The table below shows the percentage change of Euro (EUR) against listed major currencies today. Euro was the strongest against the New Zealand Dollar.

  USD EUR GBP CAD AUD JPY NZD CHF
USD   0.17% 0.03% 0.04% 0.05% -0.09% 0.34% -0.08%
EUR -0.16%   -0.13% -0.12% -0.12% -0.26% 0.18% -0.25%
GBP -0.04% 0.13%   0.00% 0.01% -0.14% 0.30% -0.13%
CAD -0.02% 0.15% 0.01%   0.03% -0.11% 0.32% -0.10%
AUD -0.06% 0.11% -0.03% -0.02%   -0.15% 0.29% -0.14%
JPY 0.10% 0.27% 0.17% 0.14% 0.16%   0.44% 0.02%
NZD -0.33% -0.17% -0.31% -0.30% -0.29% -0.43%   -0.42%
CHF 0.07% 0.23% 0.09% 0.11% 0.12% -0.03% 0.41%  

The heat map shows percentage changes of major currencies against each other. The base currency is picked from the left column, while the quote currency is picked from the top row. For example, if you pick the Euro from the left column and move along the horizontal line to the Japanese Yen, the percentage change displayed in the box will represent EUR (base)/JPY (quote).

Euro FAQs

What is the Euro?

The Euro is the currency for the 20 European Union countries that belong to the Eurozone. It is the second most heavily traded currency in the world behind the US Dollar. In 2022, it accounted for 31% of all foreign exchange transactions, with an average daily turnover of over $2.2 trillion a day.
EUR/USD is the most heavily traded currency pair in the world, accounting for an estimated 30% off all transactions, followed by EUR/JPY (4%), EUR/GBP (3%) and EUR/AUD (2%).

What is the ECB and how does it impact the Euro?

The European Central Bank (ECB) in Frankfurt, Germany, is the reserve bank for the Eurozone. The ECB sets interest rates and manages monetary policy.
The ECB’s primary mandate is to maintain price stability, which means either controlling inflation or stimulating growth. Its primary tool is the raising or lowering of interest rates. Relatively high interest rates – or the expectation of higher rates – will usually benefit the Euro and vice versa.
The ECB Governing Council makes monetary policy decisions at meetings held eight times a year. Decisions are made by heads of the Eurozone national banks and six permanent members, including the President of the ECB, Christine Lagarde.

How does inflation data impact the value of the Euro?

Eurozone inflation data, measured by the Harmonized Index of Consumer Prices (HICP), is an important econometric for the Euro.
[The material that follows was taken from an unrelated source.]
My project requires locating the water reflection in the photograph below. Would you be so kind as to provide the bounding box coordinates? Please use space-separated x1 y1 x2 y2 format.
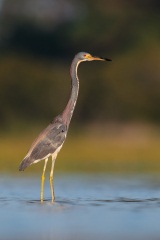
0 175 160 240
If inflation rises more than expected, especially if above the ECB’s 2% target, it obliges the ECB to raise interest rates to bring it back under control.
Relatively high interest rates compared to its counterparts will usually benefit the Euro, as it makes the region more attractive as a place for global investors to park their money.

How does economic data influence the value of the Euro?

Data releases gauge the health of the economy and can impact on the Euro. Indicators such as GDP, Manufacturing and Services PMIs, employment, and consumer sentiment surveys can all influence the direction of the single currency.
A strong economy is good for the Euro. Not only does it attract more foreign investment but it may encourage the ECB to put up interest rates, which will directly strengthen the Euro. Otherwise, if economic data is weak, the Euro is likely to fall.
Economic data for the four largest economies in the euro area (Germany, France, Italy and Spain) are especially significant, as they account for 75% of the Eurozone’s economy.

How does the Trade Balance impact the Euro?

Another significant data release for the Euro is the Trade Balance. This indicator measures the difference between what a country earns from its exports and what it spends on imports over a given period.
If a country produces highly sought after exports then its currency will gain in value purely from the extra demand created from foreign buyers seeking to purchase these goods. Therefore, a positive net Trade Balance strengthens a currency and vice versa for a negative balance.